Tuesday, March 24, 2015

Day number 82: Snow calmed my anxiety

It was a winter wonderland when I left McCall today.  It looked just like a Christmas card!

Perhaps it's that I grew up in Texas, where the last time I remember snow was 1984 when we made snowmen in our front yard and I was 9, but I am still excited and amazed every time I am in snow. 

I slept 10 hours last night.  When I got up at 8:30 I was so groggy and tired and ready to lounge around the cabin.  It was pouring rain outside--perfect weather for my flannel pants and hot tea.  Then I checked the snow report for Brundage.  They got 4+inches overnight up top, and it was currently snowing.

This triggered the "shoulds" inside my head.  The committee was called to order, quickly filling my mind with all sorts or reasons why I needed to go up and ski.  Nevermind that I was exhausted, wanted to run, needed to pack, and really wanted to sit around and read all day long.  All that went out the window as the people in my head rallied together to avoid the fear of missing out.  I imagined telling people who knew I was in McCall, no, I didn't go to Brundage that day they got a foot of snow....I chose instead to sit around and read a book.  It sounded so pathetic.
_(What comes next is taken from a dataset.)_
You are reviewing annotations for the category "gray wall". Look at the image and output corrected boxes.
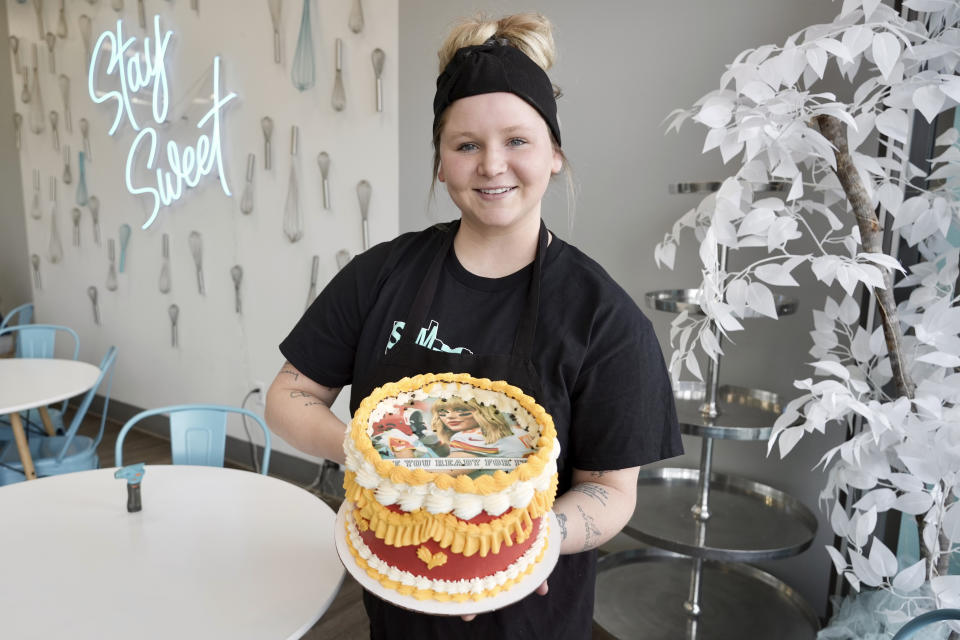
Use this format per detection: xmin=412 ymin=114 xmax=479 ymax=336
xmin=0 ymin=6 xmax=30 ymax=316
xmin=400 ymin=0 xmax=845 ymax=619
At one point I saw blue skies and the anxiousness got worse (I guess the committee feeds on good weather?).  Ironically I was reading a book about reducing stress, so I put my new tools to work.  I kept sitting, kept reading, kept boiling water when my tea was empty.  Suddenly it was 1.  Something falling outside that looked like flowers falling from a tree caught my eye.  I looked out 10 minutes later and the rain had turned to snow!  It snowed bug fluffy wet snow chucks.  It snowed sideways.  It snowed those little pellets that have some special name.  No matter what, though, it kept snowing.

I don't know if the snow gave me an excuse I could live with for staying in or if the lateness of the hour did it or if suddenly my starts were aligned, or if it was all the windows in the cabin that gave a spectacular view of the snow, but I gave up the battle of "the shoulds".  Some might call this acceptance (which I know little about until all the fight is out of me);  I call it marvelous.